Hermanos, creer en el Resucitado es esperar que las horas alegres y las experiencias amargas, las “huellas” que hemos dejado en las personas y en las cosas, lo que hemos construido o hemos disfrutado generosamente, quedará transfigurado. Ya no conoceremos la amistad que termina, la fiesta que se acaba ni la despedida que entristece. Dios será todo en todos. Es verdad cuanto nos has dicho de Dios. Ahora sabemos que es un Padre fiel, digno de toda confianza. Un Dios que nos ama más allá de la muerte. Ahora sabemos que Dios es amigo de la vida. Ahora empezamos a entender mejor tu pasión por una vida más sana, justa y dichosa para todos.
Ahora sabemos que Dios hace justicia a las víctimas inocentes: hace triunfar la vida sobre la muerte, el bien sobre el mal, la verdad sobre la mentira, el amor sobre el odio. Seguiremos luchando contra el mal, la mentira y el odio. Buscaremos siempre el reino de ese Dios y su justicia. Sabemos que es lo primero que el Padre quiere de nosotros. Ahora estás vivo para siempre y te haces presente en medio de nosotros cuando nos reunimos dos o tres en tu nombre. Ahora sabemos que no estamos solos, que tú nos acompañas mientras caminamos hacia el Padre.

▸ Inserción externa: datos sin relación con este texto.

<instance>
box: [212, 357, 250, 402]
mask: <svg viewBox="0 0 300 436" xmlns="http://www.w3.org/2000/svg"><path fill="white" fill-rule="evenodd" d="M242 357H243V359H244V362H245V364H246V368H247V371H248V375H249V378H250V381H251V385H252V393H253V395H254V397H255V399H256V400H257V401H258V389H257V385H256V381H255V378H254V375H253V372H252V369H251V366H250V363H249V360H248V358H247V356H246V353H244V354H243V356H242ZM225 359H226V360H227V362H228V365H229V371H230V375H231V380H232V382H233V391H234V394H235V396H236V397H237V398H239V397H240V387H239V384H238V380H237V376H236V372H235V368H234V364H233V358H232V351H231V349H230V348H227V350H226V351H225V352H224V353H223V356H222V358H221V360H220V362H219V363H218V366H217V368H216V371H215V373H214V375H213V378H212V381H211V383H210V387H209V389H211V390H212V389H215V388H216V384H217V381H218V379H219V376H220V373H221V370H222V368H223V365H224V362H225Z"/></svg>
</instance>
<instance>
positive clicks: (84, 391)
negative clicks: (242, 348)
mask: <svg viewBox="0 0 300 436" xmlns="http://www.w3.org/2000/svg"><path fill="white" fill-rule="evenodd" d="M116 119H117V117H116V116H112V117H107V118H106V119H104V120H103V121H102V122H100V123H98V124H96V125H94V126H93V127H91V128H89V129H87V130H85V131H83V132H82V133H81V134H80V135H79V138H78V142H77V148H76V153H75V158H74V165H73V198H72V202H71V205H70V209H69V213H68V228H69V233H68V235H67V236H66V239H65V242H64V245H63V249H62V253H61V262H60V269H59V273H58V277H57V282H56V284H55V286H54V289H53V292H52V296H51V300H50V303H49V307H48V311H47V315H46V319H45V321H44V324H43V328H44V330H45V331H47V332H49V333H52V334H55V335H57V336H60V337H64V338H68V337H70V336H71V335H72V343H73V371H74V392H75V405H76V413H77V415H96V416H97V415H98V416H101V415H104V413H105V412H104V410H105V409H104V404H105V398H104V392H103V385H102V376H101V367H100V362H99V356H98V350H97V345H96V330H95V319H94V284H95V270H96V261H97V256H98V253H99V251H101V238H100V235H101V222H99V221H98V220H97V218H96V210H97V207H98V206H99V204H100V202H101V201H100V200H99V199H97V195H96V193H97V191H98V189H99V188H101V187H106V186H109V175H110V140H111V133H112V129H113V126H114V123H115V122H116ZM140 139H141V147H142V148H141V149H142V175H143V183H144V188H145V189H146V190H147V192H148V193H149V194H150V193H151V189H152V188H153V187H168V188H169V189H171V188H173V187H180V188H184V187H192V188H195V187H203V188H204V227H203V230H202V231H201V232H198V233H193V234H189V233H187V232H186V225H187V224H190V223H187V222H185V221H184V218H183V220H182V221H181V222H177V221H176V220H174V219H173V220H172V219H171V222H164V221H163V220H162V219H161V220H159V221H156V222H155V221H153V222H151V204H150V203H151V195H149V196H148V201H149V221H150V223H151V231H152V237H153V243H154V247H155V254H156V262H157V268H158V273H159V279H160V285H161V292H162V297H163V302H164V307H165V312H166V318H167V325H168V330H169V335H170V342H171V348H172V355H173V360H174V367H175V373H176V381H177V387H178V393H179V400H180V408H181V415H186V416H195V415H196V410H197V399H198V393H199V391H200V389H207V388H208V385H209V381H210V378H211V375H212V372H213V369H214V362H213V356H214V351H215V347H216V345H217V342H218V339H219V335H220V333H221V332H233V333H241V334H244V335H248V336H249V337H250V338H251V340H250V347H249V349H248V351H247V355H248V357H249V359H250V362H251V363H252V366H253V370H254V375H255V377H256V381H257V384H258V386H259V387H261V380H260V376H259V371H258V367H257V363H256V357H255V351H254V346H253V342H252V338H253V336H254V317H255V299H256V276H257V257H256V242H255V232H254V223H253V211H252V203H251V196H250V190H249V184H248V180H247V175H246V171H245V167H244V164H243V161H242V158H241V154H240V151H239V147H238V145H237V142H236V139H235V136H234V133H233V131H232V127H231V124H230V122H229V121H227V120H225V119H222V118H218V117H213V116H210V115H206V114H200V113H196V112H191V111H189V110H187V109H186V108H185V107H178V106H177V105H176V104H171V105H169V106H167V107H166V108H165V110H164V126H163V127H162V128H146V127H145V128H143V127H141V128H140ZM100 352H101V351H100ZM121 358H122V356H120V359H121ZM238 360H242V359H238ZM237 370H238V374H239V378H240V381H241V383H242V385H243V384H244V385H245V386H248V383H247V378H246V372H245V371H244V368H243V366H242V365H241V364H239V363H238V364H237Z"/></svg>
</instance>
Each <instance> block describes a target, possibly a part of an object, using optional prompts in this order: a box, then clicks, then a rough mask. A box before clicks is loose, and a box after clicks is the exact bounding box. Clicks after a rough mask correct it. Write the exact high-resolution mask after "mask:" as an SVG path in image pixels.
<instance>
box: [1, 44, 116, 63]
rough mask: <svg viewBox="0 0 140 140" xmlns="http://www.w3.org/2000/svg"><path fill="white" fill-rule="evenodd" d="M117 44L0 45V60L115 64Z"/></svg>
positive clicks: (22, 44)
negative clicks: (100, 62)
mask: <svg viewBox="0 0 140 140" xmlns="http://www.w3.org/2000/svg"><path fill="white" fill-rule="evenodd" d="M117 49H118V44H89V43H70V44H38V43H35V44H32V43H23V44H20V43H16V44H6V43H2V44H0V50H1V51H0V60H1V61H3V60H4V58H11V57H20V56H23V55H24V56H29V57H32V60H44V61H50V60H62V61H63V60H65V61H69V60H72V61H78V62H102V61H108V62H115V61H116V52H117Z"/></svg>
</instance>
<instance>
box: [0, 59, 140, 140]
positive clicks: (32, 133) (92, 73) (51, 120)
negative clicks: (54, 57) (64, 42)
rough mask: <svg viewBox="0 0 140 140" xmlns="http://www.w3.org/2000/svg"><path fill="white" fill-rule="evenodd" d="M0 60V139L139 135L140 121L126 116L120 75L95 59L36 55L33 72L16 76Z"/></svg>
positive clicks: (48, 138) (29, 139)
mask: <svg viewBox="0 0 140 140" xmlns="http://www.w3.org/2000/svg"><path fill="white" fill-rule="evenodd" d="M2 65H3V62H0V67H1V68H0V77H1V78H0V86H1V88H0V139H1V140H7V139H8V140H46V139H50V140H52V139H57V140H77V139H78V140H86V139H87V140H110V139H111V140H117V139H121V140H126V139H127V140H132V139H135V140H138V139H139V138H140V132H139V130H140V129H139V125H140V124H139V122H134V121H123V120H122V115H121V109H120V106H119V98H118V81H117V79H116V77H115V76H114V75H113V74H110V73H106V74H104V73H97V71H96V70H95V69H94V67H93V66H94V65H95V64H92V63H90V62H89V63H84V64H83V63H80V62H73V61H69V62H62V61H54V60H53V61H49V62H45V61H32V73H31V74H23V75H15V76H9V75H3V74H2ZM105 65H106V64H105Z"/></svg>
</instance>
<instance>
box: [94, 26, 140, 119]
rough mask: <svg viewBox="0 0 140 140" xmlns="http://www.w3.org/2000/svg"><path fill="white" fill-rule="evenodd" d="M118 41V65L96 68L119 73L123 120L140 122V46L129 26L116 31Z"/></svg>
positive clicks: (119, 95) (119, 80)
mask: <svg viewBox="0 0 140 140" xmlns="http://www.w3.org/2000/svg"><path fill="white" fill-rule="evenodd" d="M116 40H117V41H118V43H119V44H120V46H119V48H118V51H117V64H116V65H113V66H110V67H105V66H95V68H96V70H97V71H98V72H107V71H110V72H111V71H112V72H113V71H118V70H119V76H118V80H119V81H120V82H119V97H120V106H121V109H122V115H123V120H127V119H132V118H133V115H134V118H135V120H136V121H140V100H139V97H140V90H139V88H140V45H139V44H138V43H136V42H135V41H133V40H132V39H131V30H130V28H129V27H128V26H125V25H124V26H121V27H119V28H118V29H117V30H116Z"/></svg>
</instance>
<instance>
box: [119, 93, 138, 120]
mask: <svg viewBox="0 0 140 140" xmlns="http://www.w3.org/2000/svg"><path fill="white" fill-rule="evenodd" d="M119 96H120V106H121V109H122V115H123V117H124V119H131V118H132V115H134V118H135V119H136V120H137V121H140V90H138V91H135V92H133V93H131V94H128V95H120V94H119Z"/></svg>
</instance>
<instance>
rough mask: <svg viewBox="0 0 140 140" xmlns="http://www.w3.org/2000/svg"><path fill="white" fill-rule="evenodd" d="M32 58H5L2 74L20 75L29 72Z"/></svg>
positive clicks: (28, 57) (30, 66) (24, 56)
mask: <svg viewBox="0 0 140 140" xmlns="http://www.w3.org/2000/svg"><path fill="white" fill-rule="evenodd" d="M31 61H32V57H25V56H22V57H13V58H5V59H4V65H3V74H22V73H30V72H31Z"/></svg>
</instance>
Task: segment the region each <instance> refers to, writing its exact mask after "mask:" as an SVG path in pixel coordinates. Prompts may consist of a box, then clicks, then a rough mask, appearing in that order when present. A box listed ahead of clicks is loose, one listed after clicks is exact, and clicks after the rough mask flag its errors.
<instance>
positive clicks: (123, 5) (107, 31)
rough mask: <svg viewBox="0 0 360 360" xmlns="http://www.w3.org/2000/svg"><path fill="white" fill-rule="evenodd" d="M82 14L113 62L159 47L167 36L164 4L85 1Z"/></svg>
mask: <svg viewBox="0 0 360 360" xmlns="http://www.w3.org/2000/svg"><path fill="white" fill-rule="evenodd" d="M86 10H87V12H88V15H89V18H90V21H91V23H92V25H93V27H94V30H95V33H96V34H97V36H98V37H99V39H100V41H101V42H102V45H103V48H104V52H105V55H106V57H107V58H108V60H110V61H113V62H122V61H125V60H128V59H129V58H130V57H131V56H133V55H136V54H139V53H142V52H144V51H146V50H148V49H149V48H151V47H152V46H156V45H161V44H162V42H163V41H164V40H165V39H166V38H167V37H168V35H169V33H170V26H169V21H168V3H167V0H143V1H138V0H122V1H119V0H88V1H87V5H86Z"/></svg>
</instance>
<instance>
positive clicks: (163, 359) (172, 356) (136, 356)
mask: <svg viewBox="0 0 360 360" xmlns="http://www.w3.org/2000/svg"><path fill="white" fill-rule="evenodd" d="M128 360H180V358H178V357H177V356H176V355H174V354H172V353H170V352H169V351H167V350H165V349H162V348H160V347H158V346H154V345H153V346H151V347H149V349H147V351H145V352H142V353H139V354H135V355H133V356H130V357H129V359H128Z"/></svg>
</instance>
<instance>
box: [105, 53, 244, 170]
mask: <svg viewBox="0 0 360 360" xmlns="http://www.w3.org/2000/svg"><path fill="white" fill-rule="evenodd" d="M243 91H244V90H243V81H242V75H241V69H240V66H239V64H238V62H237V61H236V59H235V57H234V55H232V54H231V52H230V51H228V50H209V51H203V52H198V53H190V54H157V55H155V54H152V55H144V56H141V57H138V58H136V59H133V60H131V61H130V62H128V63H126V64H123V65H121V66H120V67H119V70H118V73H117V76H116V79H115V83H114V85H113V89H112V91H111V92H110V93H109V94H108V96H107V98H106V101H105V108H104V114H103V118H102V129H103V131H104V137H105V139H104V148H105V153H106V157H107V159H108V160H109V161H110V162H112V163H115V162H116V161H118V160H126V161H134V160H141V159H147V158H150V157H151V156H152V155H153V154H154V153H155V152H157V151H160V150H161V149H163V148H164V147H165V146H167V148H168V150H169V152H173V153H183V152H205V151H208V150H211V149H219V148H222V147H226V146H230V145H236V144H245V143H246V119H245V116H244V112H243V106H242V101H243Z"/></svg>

Amigos, Pascua es la fiesta de la confianza. La fiesta de Pascua nos invita a reemplazar la angustia de la muerte por la certeza de la resurrección. Si Cristo ha resucitado, la muerte no tiene la última palabra. Podemos vivir con confianza. Vivir desde esta confianza no es dejar de ser lúcido. Sentimos en nuestra propia carne la fragilidad, el sufrimiento y la enfermedad. La confianza en la victoria final de la vida no nos vuelve insensibles. Al contrario, nos hace sufrir y compartir con más profundidad las desgracias y sufrimientos de la gente en este tiempo de pandemia. Llevamos dentro de nuestro corazón la alegría de la resurrección, pero, por eso precisamente, nos enfrentamos a tanta insensatez que arranca a las personas la dignidad, la alegría y la vida.
En este tiempo de crisis y de desierto, celebramos la fiesta de los que se sienten solos y perdidos, de los enfermos incurables y de los moribundos. Es la fiesta de los que viven muertos porque han perdido todo lo material hoy se sienten por dentro destruido y sin fuerza para resucitar. La fiesta de los que sufren en silencio agobiados por el peso de la vida o la mediocridad de su corazón. Es la fiesta de los mortales porque Dios es nuestra resurrección. El verdadero enemigo de la vida no es el sufrimiento sino la tristeza. Nos falta pasión por la vida y compasión por los que sufren.
A K Rahner le gustaba decir que el Resucitado es «el corazón del mundo», la energía secreta que sostiene el cosmos y lo impulsa hacia su verdadero destino, la ley secreta que lo mueve todo, la fuerza creadora de Dios que atrae la historia del hombre y del mundo hacia su vida misteriosa e insondable. «Dios quiere que todos los hombres se salven y lleguen a conocer la verdad» (1 Tm 2, 4). Si en este día de Pascua se despierta dentro de mí un gozo único, es porque espero la vida eterna de Dios, sobre todo, para tanta gente a la que veo sufrir en este mundo sin conocer la dicha y la paz.
Fuentes: Juan Andrés Hidalgo Lora, cmf y José Antonio Pagola.